# Windows 98 SE: MP3 player USB



## guitarman (17. Dezember 2003)

Hi ,
ich hab den USB MP3 player 128 MB von gericom . Windows 98 SE erkennt den 
nicht automatisch. Die Software von Gericom bringt auch nichts (unter Win 2000 
funktionierts ohne probleme). 

Weiss jemand wo ich einen passenden treiber für WIN 98 SE finde ? Gibt es da universal treiber ? 

dank und gruss
guitarman


----------



## Tim C. (17. Dezember 2003)

Ich möchte dir nicht den Mut nehmen, aber bei meinem Vater auf Win 98 SE habe ich auch vergebens versucht einen USB Stick ans Laufen zu bekommen 
Ist wohl ein bekanntes Problem.


----------



## guitarman (18. Dezember 2003)

dankeschön, hoffe natürlich du hast unrecht . Auf der Produktverpackung 
wird versprochen lauffähig mit Treiber für Windows 98 . Wenn es den garnicht gibt wär das schon ne frechheit...
meine hoffnung ist weiterhin ein universaltreiber


----------



## Lord-Lance (18. Dezember 2003)

So weit ich mich erinnern kann muss auf der Windows 98 SE CD ein Treiber für die USB Schnittstelle zu finden sein. Frag mich aber jetzt nicht wo.  Die USB Schnittstelle wird bei Windows 98 SE nicht automatisch installiert.

Gruss
Lord-Lance


----------



## guitarman (20. Dezember 2003)

der treiber auf der windows cd bringt mich nicht weiter bzw ist schon installiert. der mp3 player wird weiter nicht  als laufwerk angezeigt.


----------



## Tim C. (20. Dezember 2003)

Noch als kurzen Einwurf. Auf der Hülle des USB-Sticks von meinem Vater stand auch "Lauffähig unter Win98", dafür hat mich der Verkäufer beim Zurückgeben etwas ausgelacht, dass ich (bzw. eigentlich mein Vater) beim Kauf geglaubt habe.


----------



## guitarman (20. Dezember 2003)

so langsam werd ich wohl nich drumherum kommen und meinem schön stabilen win 98  lebewohl zusagen. noch einen tag warte ich -dann kommt wohl oder übel xp drauf.


----------



## guitarman (29. Dezember 2003)

reumütig zum win98 zurückgekehrt such ich weiterhin nach ner möglichkeit den sch...mp3 player zum laufen zu kriegen ...
mfg


----------



## Fosco (1. Januar 2004)

Schaun se mal
ftp://ftp.gericom.com/USB-MP3Player/

Ich hoffe das hilft.
Und unter win2k funktioniert das auf Anhieb, da Win2K seine eigenen Treiber für ein Wechselbares Medium parat hat. Genauso wie WInXP.
Nur Win98-/se und die älteren Betriebssysteme haben diesen Treiber nicht.
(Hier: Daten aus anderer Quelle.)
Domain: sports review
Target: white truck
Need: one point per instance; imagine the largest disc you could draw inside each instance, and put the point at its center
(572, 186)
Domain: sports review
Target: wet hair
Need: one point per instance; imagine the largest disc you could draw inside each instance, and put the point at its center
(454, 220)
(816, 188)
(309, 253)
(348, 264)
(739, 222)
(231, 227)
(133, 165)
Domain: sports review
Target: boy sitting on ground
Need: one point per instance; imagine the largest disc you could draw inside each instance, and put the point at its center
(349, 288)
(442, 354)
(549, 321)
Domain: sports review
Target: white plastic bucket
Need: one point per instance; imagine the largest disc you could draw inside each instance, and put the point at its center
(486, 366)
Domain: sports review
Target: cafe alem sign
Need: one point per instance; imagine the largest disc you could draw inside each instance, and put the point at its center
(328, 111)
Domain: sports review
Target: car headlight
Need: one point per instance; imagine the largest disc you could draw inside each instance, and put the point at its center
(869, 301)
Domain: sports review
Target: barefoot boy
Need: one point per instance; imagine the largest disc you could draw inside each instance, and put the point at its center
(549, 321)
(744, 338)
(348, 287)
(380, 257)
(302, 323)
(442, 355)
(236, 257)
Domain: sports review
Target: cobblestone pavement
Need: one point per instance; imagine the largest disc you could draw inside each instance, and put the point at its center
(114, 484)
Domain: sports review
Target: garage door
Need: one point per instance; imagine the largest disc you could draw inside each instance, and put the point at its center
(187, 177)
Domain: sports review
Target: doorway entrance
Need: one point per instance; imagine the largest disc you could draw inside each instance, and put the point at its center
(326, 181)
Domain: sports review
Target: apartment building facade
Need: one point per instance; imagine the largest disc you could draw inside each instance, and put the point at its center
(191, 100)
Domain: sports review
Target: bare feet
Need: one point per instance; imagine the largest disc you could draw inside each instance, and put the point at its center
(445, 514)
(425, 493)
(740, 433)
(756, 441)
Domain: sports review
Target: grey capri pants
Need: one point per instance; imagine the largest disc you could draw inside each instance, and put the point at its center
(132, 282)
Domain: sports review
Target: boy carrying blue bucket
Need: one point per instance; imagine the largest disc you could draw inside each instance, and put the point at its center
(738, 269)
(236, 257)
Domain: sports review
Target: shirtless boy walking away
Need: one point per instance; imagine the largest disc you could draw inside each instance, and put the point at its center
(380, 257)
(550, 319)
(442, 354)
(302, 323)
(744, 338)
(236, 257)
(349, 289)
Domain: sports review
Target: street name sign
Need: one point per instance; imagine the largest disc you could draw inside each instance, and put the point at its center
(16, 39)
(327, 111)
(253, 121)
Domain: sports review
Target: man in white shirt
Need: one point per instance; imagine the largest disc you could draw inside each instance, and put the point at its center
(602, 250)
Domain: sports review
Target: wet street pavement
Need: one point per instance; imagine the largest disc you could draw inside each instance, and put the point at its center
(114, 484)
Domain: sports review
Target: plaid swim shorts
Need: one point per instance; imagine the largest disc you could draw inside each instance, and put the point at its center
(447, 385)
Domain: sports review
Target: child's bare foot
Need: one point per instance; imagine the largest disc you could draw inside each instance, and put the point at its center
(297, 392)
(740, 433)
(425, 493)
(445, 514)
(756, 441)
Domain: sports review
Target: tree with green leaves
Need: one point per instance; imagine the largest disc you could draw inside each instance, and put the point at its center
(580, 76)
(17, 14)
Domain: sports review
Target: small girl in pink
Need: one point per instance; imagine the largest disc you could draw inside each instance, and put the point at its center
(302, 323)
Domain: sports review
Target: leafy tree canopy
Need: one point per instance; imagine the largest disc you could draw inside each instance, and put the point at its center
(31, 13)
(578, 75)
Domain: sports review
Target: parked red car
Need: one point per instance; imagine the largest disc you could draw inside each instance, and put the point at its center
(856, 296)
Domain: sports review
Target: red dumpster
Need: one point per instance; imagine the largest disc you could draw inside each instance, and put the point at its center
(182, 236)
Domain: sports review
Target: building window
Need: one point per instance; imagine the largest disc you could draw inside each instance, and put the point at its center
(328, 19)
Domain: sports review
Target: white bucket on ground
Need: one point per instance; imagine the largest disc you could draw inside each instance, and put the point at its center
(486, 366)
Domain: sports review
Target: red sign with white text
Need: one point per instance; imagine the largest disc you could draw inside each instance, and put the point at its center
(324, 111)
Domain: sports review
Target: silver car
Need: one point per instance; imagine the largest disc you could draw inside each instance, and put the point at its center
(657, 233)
Und ich lege dir echt ans Herz auf min. Win2K umzusteigen.
Win98SE wird nicht mehr supportet und da wirst du andauernd Probleme bekommen!

Ich wünsch dir wat.


----------



## guitarman (1. Januar 2004)

dass kenn ich leider auch schon -hilft leider auch nix .aber danke trotzdem.


----------



## Fosco (1. Januar 2004)

ok eine andere Möglichkeit.
Hast du einen AMD und nen Viachipsatz?
Dann guck mal hier:
http://www.microsoft.com/downloads/...25-952b-4dab-b7a1-f3b0ec1e50d8&DisplayLang=de


----------



## guitarman (1. Januar 2004)

nö,habs dennoch installiert ,brachte nix. naja ich geb noch nicht auf. werd mal noch ein bisschen in den tiefen der microsoft seiten stöbern vielleicht find ich noch was.  war ja schon mal ne heisse spur !


----------



## Zwockel (4. Januar 2004)

Hallo,

ich hatte dass selbe Problem, bin dann bei meiner Suche im Net auf folgenden Hinweis gestoßen. Quelle ist eine gewisse Margarita, der ich sehr gerne gedankt hätte, bin jedoch noch nicht zu ihr durchgekommen. 
Unter folgender Adresse findest Du ein Installationsprogramm, ähnlich dem von Gericom. Allerdings erscheinen im Expansionsfenster keine Schriftzeichen, da es sich um chinesische handelt. Einfach erfahrungsgemäß handeln.
Bei mir funktioniert der Mp3 Player jetzt einwandfrei.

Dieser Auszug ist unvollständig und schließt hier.